HTML table to two-dimensional array
Hello everyone!
The problem is to parse the HTML table into the 2D array.
The requirements are:
1. The parser should handle rowspans, collspans, nested tables and so on. That means, everything that suites HTML standard. The thing is that the tables I need to parse are automatically generated by another program, so they are rather complex and excessive.
2. If the table contains spans, the value of the spanned cell should be put only ones in array in the left up corner of cells of this array, the other cells, correspondent to the spanned cell in HTML table should be nulled (maybe it is hard to understand, see example below).
To date I found a solutions on php (JS_Extractor JS_Extractor!

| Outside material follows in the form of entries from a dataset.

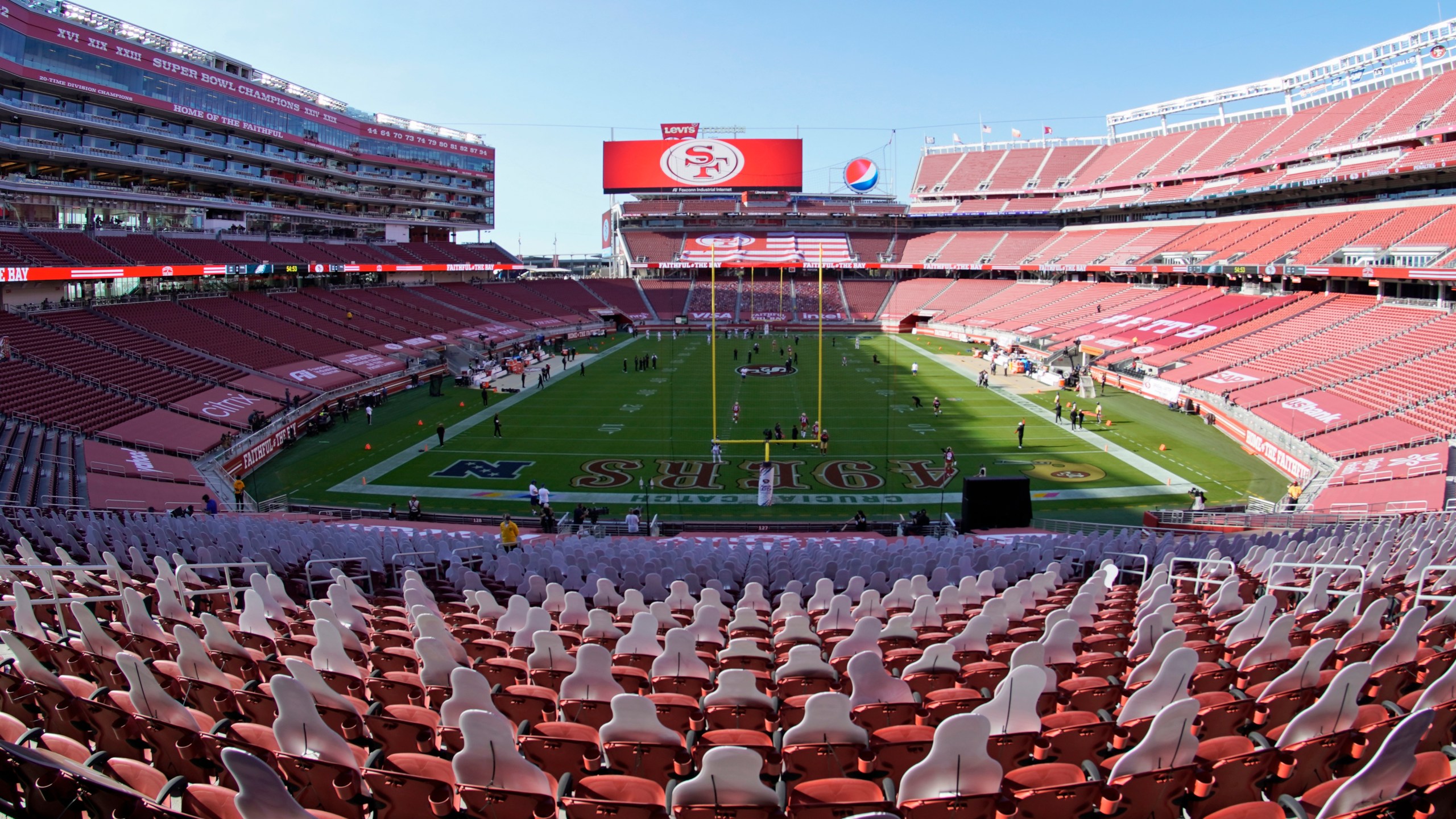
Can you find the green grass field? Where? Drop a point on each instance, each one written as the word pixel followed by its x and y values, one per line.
pixel 602 437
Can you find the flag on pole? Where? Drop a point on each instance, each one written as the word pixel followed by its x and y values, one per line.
pixel 766 484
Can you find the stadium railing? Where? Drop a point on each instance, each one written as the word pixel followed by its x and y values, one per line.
pixel 1320 568
pixel 315 582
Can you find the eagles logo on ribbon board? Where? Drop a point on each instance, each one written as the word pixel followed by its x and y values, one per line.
pixel 766 371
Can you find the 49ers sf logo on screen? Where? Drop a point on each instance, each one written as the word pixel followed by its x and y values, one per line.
pixel 766 371
pixel 702 162
pixel 701 165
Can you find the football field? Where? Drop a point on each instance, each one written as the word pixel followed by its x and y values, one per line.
pixel 643 439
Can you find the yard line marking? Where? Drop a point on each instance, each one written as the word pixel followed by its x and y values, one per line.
pixel 355 481
pixel 1122 454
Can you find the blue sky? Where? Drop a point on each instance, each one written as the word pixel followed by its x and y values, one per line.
pixel 548 81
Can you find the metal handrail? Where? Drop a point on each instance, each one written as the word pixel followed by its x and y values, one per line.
pixel 228 574
pixel 396 570
pixel 1199 579
pixel 472 563
pixel 362 560
pixel 1321 568
pixel 1143 572
pixel 1420 585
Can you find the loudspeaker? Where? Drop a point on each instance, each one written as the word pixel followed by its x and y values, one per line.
pixel 995 503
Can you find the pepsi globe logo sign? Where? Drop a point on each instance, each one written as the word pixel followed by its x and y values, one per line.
pixel 861 175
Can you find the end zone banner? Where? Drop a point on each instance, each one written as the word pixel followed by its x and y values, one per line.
pixel 696 165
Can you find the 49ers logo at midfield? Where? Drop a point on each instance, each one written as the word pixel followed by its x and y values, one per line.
pixel 768 371
pixel 702 162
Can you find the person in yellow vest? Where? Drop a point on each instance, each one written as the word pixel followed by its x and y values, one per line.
pixel 510 534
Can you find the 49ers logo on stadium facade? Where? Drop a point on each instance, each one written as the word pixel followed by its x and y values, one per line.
pixel 702 162
pixel 768 371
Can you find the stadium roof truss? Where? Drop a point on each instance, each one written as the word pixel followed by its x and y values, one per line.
pixel 1417 50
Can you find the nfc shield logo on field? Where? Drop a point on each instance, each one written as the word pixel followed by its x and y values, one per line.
pixel 768 371
pixel 702 162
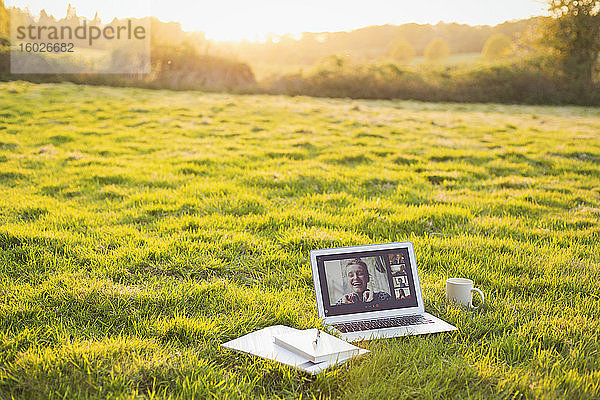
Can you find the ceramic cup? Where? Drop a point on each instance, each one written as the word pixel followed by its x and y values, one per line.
pixel 459 291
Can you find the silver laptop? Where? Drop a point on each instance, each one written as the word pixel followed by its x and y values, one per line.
pixel 369 292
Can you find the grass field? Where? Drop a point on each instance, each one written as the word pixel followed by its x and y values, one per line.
pixel 140 229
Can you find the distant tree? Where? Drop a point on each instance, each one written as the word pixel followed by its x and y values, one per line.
pixel 437 51
pixel 574 35
pixel 496 47
pixel 400 50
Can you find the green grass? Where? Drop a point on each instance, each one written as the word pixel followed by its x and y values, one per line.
pixel 141 229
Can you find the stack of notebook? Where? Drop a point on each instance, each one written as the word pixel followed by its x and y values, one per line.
pixel 308 350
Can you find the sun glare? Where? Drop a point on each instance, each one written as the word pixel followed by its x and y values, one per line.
pixel 261 19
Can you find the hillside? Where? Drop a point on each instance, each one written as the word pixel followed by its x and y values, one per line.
pixel 140 229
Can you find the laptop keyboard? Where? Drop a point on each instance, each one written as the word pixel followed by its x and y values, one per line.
pixel 369 324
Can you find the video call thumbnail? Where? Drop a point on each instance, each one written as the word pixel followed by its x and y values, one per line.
pixel 376 280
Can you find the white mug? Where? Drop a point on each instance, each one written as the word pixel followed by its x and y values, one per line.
pixel 459 291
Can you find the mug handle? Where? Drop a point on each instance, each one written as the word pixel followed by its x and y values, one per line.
pixel 481 295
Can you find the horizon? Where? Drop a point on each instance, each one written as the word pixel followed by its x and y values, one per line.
pixel 264 19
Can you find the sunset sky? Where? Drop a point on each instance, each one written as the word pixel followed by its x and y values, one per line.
pixel 253 20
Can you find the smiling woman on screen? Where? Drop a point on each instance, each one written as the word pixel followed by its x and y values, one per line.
pixel 356 275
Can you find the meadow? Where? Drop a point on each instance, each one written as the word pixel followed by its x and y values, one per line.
pixel 141 229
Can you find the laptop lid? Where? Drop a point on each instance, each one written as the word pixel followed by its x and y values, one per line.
pixel 362 282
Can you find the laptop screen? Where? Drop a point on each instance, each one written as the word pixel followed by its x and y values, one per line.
pixel 366 281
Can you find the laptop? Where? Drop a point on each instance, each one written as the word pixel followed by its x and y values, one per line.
pixel 370 292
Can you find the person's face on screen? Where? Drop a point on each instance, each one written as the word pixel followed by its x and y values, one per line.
pixel 357 277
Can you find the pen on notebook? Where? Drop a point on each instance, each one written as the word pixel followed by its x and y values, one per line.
pixel 316 341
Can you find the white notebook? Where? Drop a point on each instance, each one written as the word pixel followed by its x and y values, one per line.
pixel 260 343
pixel 326 348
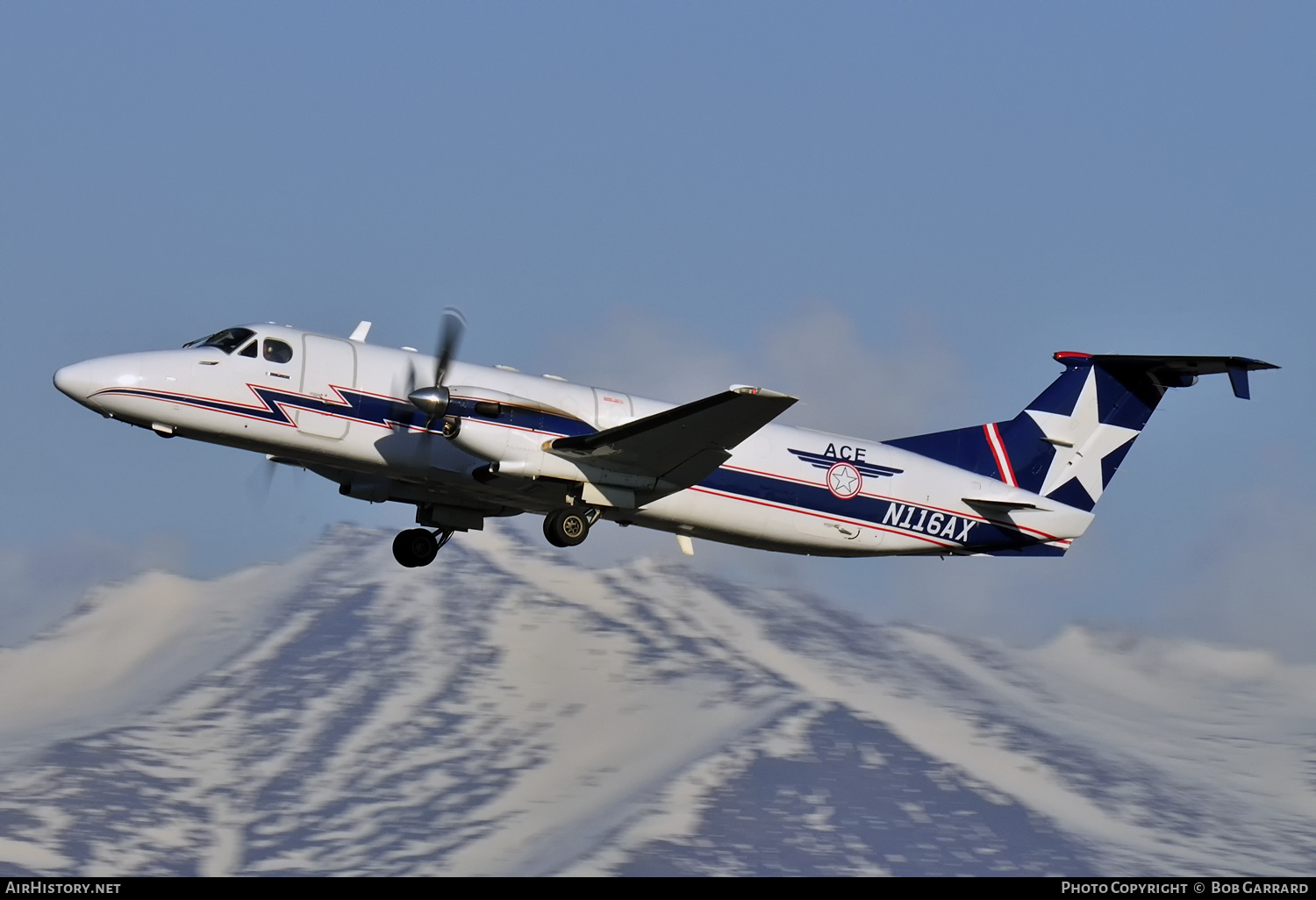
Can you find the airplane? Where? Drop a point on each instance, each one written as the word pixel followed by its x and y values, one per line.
pixel 465 442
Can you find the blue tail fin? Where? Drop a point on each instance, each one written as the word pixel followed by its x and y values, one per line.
pixel 1069 441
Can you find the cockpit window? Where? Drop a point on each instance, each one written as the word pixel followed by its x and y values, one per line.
pixel 276 350
pixel 228 339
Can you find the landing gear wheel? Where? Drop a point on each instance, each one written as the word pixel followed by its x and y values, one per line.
pixel 566 528
pixel 415 547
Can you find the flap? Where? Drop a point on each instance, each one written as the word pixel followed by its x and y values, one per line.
pixel 682 445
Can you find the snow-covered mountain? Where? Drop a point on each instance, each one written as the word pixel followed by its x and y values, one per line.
pixel 508 712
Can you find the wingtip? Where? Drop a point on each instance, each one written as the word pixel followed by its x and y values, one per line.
pixel 761 392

And the death of Table Extractor - Jack Sleight), and Java (Java HTML Table parser Simbiosis), but is seems like they don't suite my requirements, as JS_Extractor is written on PHP and doesn't handle inherited tables, "Java HTML Table parser Simbiosis" doesn't handle even spans.
Today I tried to use HTTPUnit, but the results are disappointing too. The simple tables are parsed correctly, but the complex ones are not.
E.g.
Table code:
Code:
<html>
<body>
<table border="2" width="20%" height="20%">
<tr bgcolor="red">
<td colspan="2" rowspan="2">
<span>1</span>
</td>
<td>
<span>2</span>
</td>
<td>
<span>3</span></td>
<td>
<span>4.1</span>
</td>
<td>
<span>5.1</span>
</td>
<td>
<span>6 last</span>
</td>
</tr>
<tr bgcolor="green">
<td rowspan="2">
<span>1</span>
</td>
<td>
<span>2.4x</span>
</td>
<td>
<span>3.3x</span>
</td>
<td>
<span>4</span>
</td>
<td>
<span>5 last</span>
</td>
</tr>
<tr bgcolor="ffcc00">
<td>
<span>1x</span>
</td>
<td>
<span>2</span>
</td>
<td>
<span>3</span>
</td>
<td>
<span>4</span>
</td>
<td>
<span>5.8</span>
</td>
<td>
<span>6 last</span>
</td>
</tr>
<tr bgcolor="yellow">
<td><span>1</span></td>
<td><span>2</span></td>
<td><span>3</span></td>
<td><span>4</span></td>
<td><span>5</span></td>
<td><span>6</span></td>
<td><span>7 last</span></td>
</tr>
</table>
</body>
</html>
This is a table, shown in Chrome (various colors represent correspondent rows):
http://xmages.net/storage/10/1/0/1/a...d/ba6aad88.png
An array I want to see as a result:
http://xmages.net/storage/10/1/0/a/c...d/01419959.png
Here you can see what I meant in the requirement number 2. "1" from the fist span and "1" from the second span are put in the left upper corner of the spanned area, while the rest cells in this area are null.
The result, given by HTTPUnit:
http://xmages.net/storage/10/1/0/0/9...d/999751f7.png
As you can see, even if we throw the requirement 2 away, we have an error in the third row here.
And this is a rather simple example, without inherited tables, with them it is terribly wrong.
What can you recomend me in that case?
I'll be happy for any help, as I can't believe this problem was not solved yet!